I had a difficult time a little bit ago in my weakness, or trial, or whatever you wish to call it, of chronic pain and fatigue.  I knew that I was weak, my endurance waned, and I fought depression as I looked to God.  I have 2 Corinthians 12:9 posted at my desk to help me through times like that:

“And He has said to me, ‘My grace is sufficient for you, for power is perfected in weakness.’ Most gladly, therefore, I will rather boast about my weaknesses, so that the power of Christ may dwell in me.”

I found myself unable to recall what God’s power in my weakness looked like.  How exactly did that work?  I needed to remind myself.

So I studied around the verse.  In 2 Corinthians 12:7, Paul mentions “to keep me from exalting myself, there was given me a thorn in the flesh[.]”  He requested of the Lord three times that He remove the thorn (many theories exist as to just what the thorn was), implying that he dealt with it over a period of time.  The implication of time makes me think of the endurance that Paul must have needed in his “weakness.”  When does a person need endurance, if not when they are weak? 
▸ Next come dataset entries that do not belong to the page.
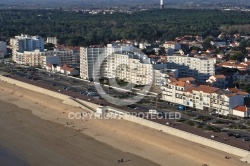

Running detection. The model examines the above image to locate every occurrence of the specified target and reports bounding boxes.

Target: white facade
[167,56,215,82]
[161,81,249,115]
[206,75,226,89]
[80,44,133,79]
[46,37,57,44]
[15,49,77,67]
[154,68,178,86]
[163,42,181,51]
[107,53,153,85]
[0,41,7,58]
[10,34,44,62]
[233,106,250,117]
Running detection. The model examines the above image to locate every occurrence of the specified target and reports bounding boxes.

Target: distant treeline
[0,9,250,46]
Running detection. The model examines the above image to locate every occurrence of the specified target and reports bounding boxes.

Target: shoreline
[0,78,249,166]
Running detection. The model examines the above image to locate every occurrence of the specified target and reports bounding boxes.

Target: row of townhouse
[45,64,79,76]
[80,44,133,80]
[10,34,80,67]
[15,49,80,67]
[161,81,250,117]
[167,55,215,82]
[80,44,172,86]
[106,53,153,85]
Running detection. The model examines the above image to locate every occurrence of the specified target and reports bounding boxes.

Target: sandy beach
[0,81,248,166]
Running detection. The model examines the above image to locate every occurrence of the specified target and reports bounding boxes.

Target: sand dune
[0,82,247,166]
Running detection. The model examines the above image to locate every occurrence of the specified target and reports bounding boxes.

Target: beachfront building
[154,68,178,86]
[233,105,250,117]
[0,41,7,58]
[10,34,44,63]
[80,44,133,80]
[167,55,215,82]
[107,52,154,85]
[15,49,80,68]
[206,75,226,89]
[161,81,249,115]
[46,37,57,45]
As I pondered endurance and weakness and God’s power with my husband, he  mentioned James.  James seems to be the helping key to understand, as it explains the concept of endurance, which goes hand-in-hand with trials and weakness.  Was my endurance failing?  Was that concept biblical?  Or was there something else at work?  James speaks of endurance stemming from trials, not being crushed by them.
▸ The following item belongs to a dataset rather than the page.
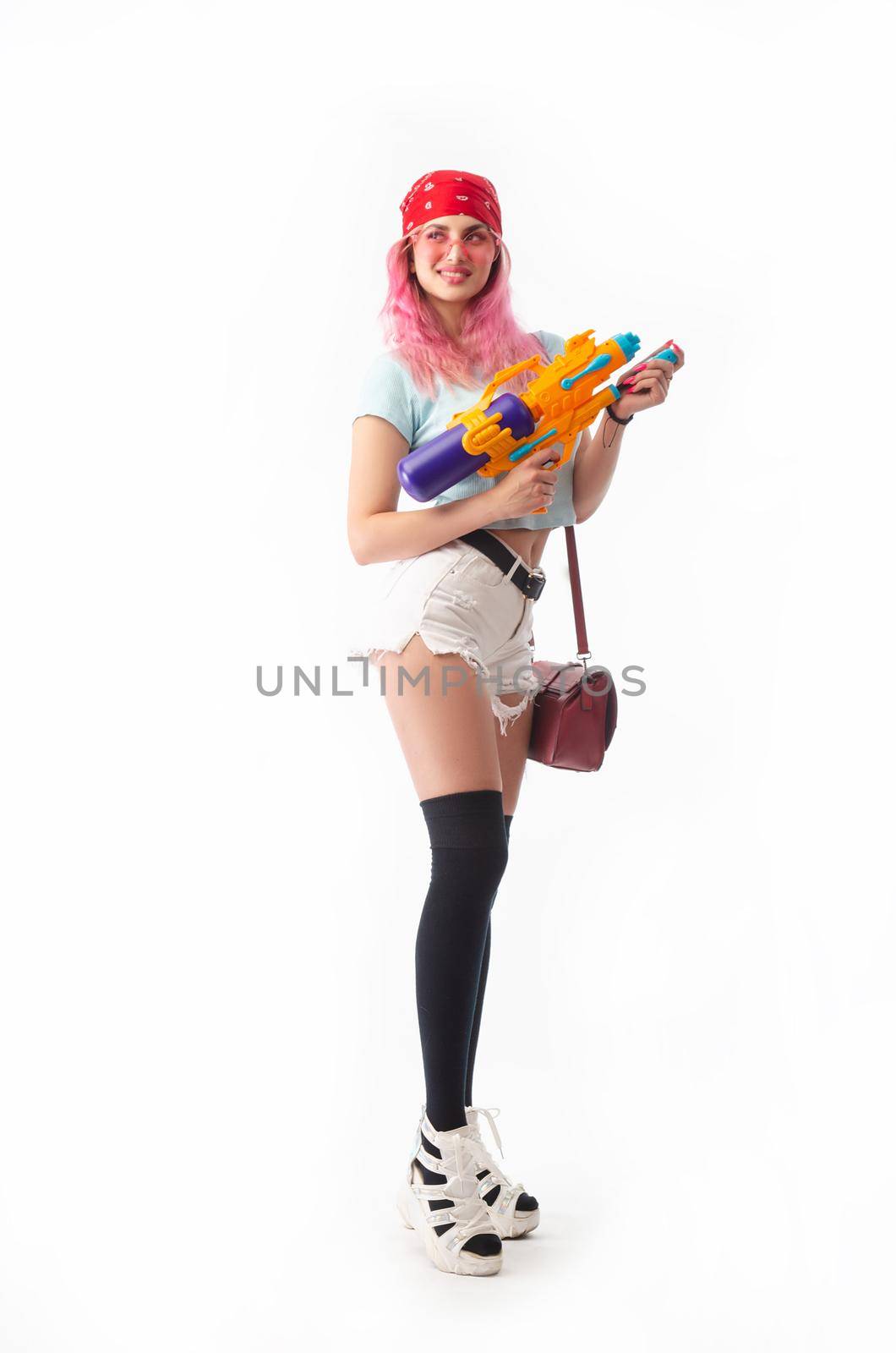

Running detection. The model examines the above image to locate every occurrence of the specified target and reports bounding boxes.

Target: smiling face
[412,216,500,302]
James talks about endurance in trials, but endurance isn’t the first thing on his list.  First comes joy, then knowing, then faith, then endurance.  We are to have joy in our trials - or our weaknesses, insults, distresses, persecutions, or difficulties, as later mentioned in 2 Corinthians 12 - because we know that the testing of our faith produces endurance.  This endurance, in its perfect result, will make you “…perfect and complete, lacking in nothing.”  
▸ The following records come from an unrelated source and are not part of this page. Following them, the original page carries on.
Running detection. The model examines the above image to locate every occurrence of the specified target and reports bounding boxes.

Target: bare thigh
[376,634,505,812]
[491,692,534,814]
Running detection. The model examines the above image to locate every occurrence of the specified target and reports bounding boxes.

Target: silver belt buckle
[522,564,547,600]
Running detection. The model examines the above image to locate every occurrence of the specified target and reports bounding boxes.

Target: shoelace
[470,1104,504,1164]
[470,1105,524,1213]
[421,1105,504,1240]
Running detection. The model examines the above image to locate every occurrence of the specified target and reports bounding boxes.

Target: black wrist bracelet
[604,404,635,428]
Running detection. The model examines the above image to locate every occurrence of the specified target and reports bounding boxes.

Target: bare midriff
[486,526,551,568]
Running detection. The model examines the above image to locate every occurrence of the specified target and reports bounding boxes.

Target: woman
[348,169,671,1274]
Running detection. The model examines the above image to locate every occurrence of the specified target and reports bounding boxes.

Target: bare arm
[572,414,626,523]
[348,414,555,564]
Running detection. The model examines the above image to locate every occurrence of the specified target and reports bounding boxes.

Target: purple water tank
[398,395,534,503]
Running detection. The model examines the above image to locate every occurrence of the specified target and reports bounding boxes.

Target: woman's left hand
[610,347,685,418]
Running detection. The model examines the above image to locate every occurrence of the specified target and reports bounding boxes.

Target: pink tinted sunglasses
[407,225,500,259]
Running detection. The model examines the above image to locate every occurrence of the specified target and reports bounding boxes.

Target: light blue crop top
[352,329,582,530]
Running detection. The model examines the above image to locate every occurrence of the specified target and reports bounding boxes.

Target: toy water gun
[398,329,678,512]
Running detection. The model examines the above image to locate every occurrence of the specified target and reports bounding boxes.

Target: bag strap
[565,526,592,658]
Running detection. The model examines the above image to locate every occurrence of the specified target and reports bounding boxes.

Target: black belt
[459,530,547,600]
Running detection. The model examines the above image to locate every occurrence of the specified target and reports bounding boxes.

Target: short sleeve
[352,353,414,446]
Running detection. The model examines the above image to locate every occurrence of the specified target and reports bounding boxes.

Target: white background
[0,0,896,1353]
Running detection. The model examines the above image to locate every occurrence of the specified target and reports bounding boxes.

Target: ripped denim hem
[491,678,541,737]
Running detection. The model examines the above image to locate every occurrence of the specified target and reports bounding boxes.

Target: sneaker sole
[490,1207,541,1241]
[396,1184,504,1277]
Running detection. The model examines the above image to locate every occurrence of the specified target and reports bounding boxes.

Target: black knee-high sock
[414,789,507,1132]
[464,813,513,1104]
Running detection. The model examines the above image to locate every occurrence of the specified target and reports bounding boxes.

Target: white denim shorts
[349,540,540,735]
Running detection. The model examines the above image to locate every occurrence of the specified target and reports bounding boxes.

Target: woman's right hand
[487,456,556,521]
Christ’s purpose, as mentioned in Romans 8:29, is to “…conform [us] to the image of Christ.”  To make us more like Christ, who was perfect.  He is always working toward that purpose (which is combined with bringing Him glory).  This is what God uses our trials for.  James continues on in his book with the knowledge we need in order to have joy in trials, but I want to focus on endurance and what that looks like in weakness.

The word used in James 1:2 for endurance is the greek word hupomone.  There are a few definitions for it, but two in particular stood out to me:  “the characteristic of a man who is not swerved from his deliberate purpose and his loyalty to faith” and “a patient, steadfast waiting for.”  So endurance holds a deliberate purpose at the same time as patient waiting upon the Lord.  This portrays contentment to me.  To be content in the knowledge that I will wait for God’s purpose to use this trial for victory, and to hold to that deliberate purpose of faith in God and in His purpose to make me more like His Son. 

As I laid crying on the floor and crying out to God, I had lost my hope in God’s victory over - and through - the trial.  All I focused on was the pain, the fatigue, the lack of strength, and no end in sight.  I tried to shift my focus, but it was a difficult uphill battle, as I had already been traveling down that road awhile before the breakdown.  I also didn’t have this concept of endurance, yet.  Perhaps it will help me to catch my thoughts before the breakdown next time.

The verse Psalm 27:14 comes to mind:  “Wait for the Lord; be strong and let your heart take courage; yes, wait for the Lord.”  It was my favorite verse for awhile, and I think that I need to return to it with this new definition of endurance in mind.  It’s almost as if to say, “Wait - before you lose hope - wait for the Lord to work in you.  His grace is sufficient for this trial.  Let your heart take courage, because He will have the victory.  Yes, be content, and wait for the Lord.”

I pray that He would bolster my faith, that I would exercise deliberate purpose to seek His knowledge as a high priority.